Una serie tv andata in onda da poco mi ha fatta riflettere ancora una volta sul disinteresse che il sistema scolastico del nostro Paese mostra per la musica. La compagnia del cigno, fiction a firma Ivan Cotroneo, andata in onda su Rai 1, ha registrato un boom di ascolti. Incredibile, visto che è incentrata sulla vita e sulle esperienze di un gruppo di ragazzi che studiano al conservatorio Giuseppe Verdi di Milano. Se si dovesse tener conto di quel che passano le radio, e di come vengono percepiti gli interessi musicali e le predilezioni dei giovani (vedi questione musica trap: Sfera Ebbasta o Young Signorino) doveva essere un flop; eppure a moltissimi è piaciuta (ad altri meno, ad alcuni per niente, per esempio insegnanti di musica nei conservatori che hanno criticato il personaggio del maestro isterico che assomiglia un po’ troppo al protagonista del film Wiplash di Damien Chazelle del 2014).

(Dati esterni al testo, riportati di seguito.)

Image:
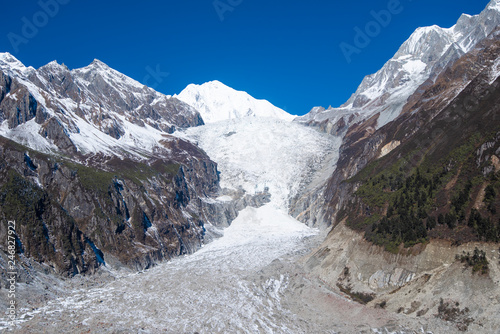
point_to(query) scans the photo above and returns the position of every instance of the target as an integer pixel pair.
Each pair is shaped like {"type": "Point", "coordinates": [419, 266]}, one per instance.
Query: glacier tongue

Ma è innegabile che vedere (e sentire) dei ragazzi di diciassette anni – gli attori sono davvero studenti di musica al conservatorio – che hanno al centro dei loro interessi e del loro vivere quotidiano non un muretto, ma la passione per la musica (classica) fa bene al cuore. Di contro, in Italia, ragazzi che studiano musica seriamente ce ne sono tanti e tutti credo siano un po’ angustiati all’idea di quello che sarà il loro futuro: organici ridotti, teatri che chiudono, orchestre in bilico, tutti i teatri dell’Opera (tranne rari casi) che soffrono situazioni di grande debito. In Italia, operano tantissime realtà che lavorano sull’educazione musicale dei bambini e dei ragazzi e sono molto frequentate.
Il patrimonio della nostra nazione è fondato anche sulla musica: l’italiano nel mondo è conosciuto soprattutto attraverso il melodramma (La Traviata di Giuseppe Verdi è l’opera più rappresentata in assoluto nel mondo!) Eppure la musica è praticamente sparita dalle scuole, cancellata da quest’anno come materia curricolare alle superiori di II grado (a parte ovviamente i licei a indirizzo musicale) come se fosse appannaggio, privilegio, croce e delizia, solo di coloro che possono permettersela o che i musicisti sognano di farlo come professione. Per ascoltare musica, imparare un linguaggio, arricchire la propria cultura e creare spiragli nel cielo, non è necessario essere dotati come musicisti: l’educazione all’ascolto – imparare ad apprezzare non soltanto i motivetti più orecchiabili, ma anche a comprendere musica apparentemente più ostica e comprenderla in un contesto storico – è importante. Non si è sempre detto che la musica è il linguaggio universale? Giuseppe Verdi diceva: “Torniamo all’antico e sarà un progresso.” In questo caso, la mia idea di “antico” è un’istruzione in cui i saperi non siano separati, e non si continui a tagliare a colpi di forbici tutto ciò che rende la vita meravigliosa, tipo la musica.